– Что вами движет, Натан?
– Вы о чем?
– Да обо всем этом! Ваше расследование, риск, которому вы себя подвергаете из-за экспедиции, из-за Владимира, все эти охотники за наградой, которые вот-вот кинутся по вашему следу… Никак не могу понять, чего ради?
– Деньги. ФБР платит мне тридцать тысяч долларов, чтобы я разобрался с этим делом.
Она казалась разочарованной. Словно тридцать тысяч долларов не были достаточной причиной, чтобы хорошо делать свою работу. Тем не менее Натан предпочел ограничиться этим объяснением, чтобы скрыть гораздо более разочаровывающую правду. Ибо у него не было никаких душевных стимулов, по крайней мере тех, что толкают человека пройти до конца один из уровней «Клуэдо».[19] В любой миг он мог решить, что с него достаточно, – без угрызений совести, без душевных мук. Конечно, он придумывал себе побудительные причины, чтобы создать иллюзию, – например, месть за смерть друга, уговоры Максвелла, просьбы Кейт, прекрасные глаза Карлы, потребность чувствовать себя необходимым, стремление узнать, кто дергает за ниточки, но, в сущности, он сознавал, что игра не стоит свеч, что земля не перестанет вертеться и без него и что истина находится где-то в другом месте, вне всего этого, в нем самом, слишком далеко от этой красивой вдовы.

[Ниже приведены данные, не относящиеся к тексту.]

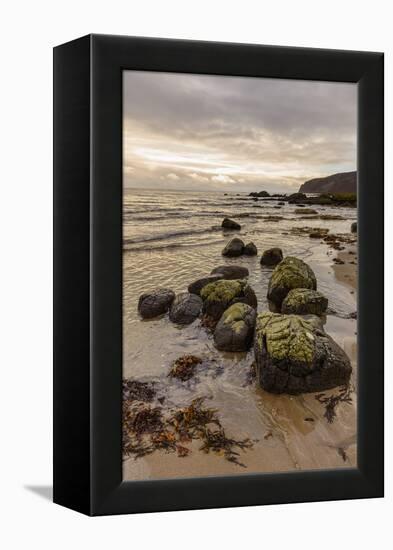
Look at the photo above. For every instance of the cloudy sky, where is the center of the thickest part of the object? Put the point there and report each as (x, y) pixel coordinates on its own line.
(218, 133)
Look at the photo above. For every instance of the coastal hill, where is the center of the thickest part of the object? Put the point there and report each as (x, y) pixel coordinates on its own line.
(344, 182)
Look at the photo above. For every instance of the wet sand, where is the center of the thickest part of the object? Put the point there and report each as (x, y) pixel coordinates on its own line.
(347, 272)
(290, 433)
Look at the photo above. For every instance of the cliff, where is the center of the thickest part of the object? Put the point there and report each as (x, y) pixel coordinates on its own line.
(344, 182)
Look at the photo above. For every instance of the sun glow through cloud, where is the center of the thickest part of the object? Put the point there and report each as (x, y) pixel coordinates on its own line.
(211, 133)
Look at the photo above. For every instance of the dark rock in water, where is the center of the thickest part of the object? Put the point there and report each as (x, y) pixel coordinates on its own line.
(231, 271)
(289, 274)
(196, 286)
(218, 296)
(305, 211)
(344, 182)
(155, 303)
(318, 233)
(234, 248)
(230, 224)
(294, 355)
(259, 194)
(250, 249)
(296, 197)
(272, 256)
(235, 329)
(303, 301)
(185, 308)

Карла осушила бокал, чтобы придать себе храбрости для следующего вопроса, который жег ей губы, ставшие сиреневыми от Кюрасао:
– То, что вы тогда сказали у меня дома в Ницце… Вы и в самом деле так думаете?
– О чем?
– Обо мне. Что надо быть бесчувственным, чтобы интересоваться чем-то другим, когда я рядом.
– Подтверждаю.
Ее покрытые лаком ноготки нервно поигрывали ножкой пустого бокала.
– Вы заявили, что в меня можно влюбиться меньше чем за пятнадцать минут!

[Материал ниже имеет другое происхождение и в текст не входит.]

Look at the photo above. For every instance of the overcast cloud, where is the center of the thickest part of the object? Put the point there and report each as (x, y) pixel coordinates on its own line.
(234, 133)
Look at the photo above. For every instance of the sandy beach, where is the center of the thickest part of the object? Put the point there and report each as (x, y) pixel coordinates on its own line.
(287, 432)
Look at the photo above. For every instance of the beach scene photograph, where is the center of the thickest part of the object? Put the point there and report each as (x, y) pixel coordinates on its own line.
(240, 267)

– У вас еще и память отменная.
– Значит, вы в меня влюблены?
– Можно сказать и так.
Она отвела взгляд, краснея, в то время как посетители бара чуть не сворачивали себе шеи, пытаясь вообразить изгибы ее тела, которые скрадывал грубый свитер. Но Карла, казалось, игнорировала силу, которой ее наделяла собственная красота.
– Ну так что же вы! Приходится за язык тянуть, – сказала она.
– Я не умею общаться с людьми иначе как по работе. Если я обращаюсь к кому-либо, то лишь для допроса. Еще Кюрасао?
– Охотно.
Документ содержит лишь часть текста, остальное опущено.